As director Wong Kar Wai's exclusive set photographer, Hong Kong artist Wing Shya is known for his vivid, tender images from the golden era of Hong Kong cinema, including this moment between Maggie Cheung and Tony Leung during the filming of Wong Kar Wai's masterpiece, "In the Mood For Love."
Today, Wing is one of Asia's most iconic photographers, known for his raw, smoky images from the golden era of Hong Kong cinema.
Wing often became so entranced by scenes that he shot entire rolls of film that were unfocused or riddled with technical errors. But it became part of his approach as an artist — "Things are only mistakes if you think they are," he says.
Wing Shya's photographs hint at the mysteries of time gone by: his models' faces are washed in nostalgic color, obscured by shadow, often wearing expressions of longing or hidden sentiment.
The chaotic, shifting density of Hong Kong's cityscapes is a strong inspiration for Wing's work, which spans photography, graphic design, visual art, and film.
Wing often photographed actors between takes, sometimes before the lights had even been set.
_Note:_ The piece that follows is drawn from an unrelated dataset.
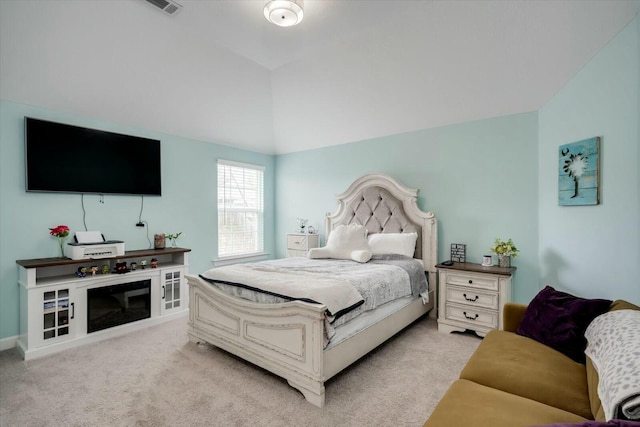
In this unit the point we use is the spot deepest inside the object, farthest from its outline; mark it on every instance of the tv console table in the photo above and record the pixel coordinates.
(54, 299)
This snap is of the late screen legend Leslie Cheung from "Happy Together" (1997).
After working for Wong Kar Wai, Wing spent years shooting editorials for fashion magazine i-D. In this classic image, actress Shu Qi rides atop a motorcycle piloted through Hong Kong by Daniel Wu -- a cross-processed fantasy of youthful anomie.
The photographer pens film scripts for his editorial shoots -- every image has a complete, fictional backstory, which he won't reveal.
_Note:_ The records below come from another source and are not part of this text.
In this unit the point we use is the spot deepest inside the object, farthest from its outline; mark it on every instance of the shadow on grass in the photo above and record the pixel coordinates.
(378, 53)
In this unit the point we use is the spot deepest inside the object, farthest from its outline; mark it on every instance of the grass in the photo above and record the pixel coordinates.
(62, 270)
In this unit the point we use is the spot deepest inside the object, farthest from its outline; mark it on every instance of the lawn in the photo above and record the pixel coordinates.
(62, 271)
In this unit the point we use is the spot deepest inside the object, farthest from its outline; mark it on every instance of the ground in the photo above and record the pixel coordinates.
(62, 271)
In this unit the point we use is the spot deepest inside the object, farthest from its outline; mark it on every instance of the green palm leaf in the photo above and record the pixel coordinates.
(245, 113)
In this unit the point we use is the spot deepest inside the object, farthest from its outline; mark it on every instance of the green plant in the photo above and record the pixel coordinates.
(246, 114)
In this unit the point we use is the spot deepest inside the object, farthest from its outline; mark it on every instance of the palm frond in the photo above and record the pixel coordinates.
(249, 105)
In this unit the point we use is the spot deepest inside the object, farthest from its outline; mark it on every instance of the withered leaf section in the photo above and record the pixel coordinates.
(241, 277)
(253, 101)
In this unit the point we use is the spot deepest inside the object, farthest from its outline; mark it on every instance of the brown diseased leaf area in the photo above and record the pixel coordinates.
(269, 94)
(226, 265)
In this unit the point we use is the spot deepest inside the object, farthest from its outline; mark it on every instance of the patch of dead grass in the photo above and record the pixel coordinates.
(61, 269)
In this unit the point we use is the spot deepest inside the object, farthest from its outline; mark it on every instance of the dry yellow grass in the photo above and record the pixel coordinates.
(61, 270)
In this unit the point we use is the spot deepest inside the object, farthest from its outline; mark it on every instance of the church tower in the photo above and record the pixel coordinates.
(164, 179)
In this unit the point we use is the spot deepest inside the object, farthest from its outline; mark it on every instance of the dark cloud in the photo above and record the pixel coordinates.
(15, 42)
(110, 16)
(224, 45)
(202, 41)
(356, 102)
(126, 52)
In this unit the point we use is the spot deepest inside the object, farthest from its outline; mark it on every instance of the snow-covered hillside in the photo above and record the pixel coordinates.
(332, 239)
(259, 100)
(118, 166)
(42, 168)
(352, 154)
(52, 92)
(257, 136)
Supermodel Du Juan stares through a softly lit fish tank, lost in a pastel-colored soliloquy.
Wing began his career as a young design graduate in Canada, who decided to return to Hong Kong after classmates ridiculed the art from his hometown, he says.
He's helped to define a look that belongs uniquely to this former British colony, and inspired countless imitators.
Wing Shya has captured non-Asian stars as well, like Tilda Swinton.
"When you look at a photograph, you should see a life there," he says. "I've been playing with these methods for years."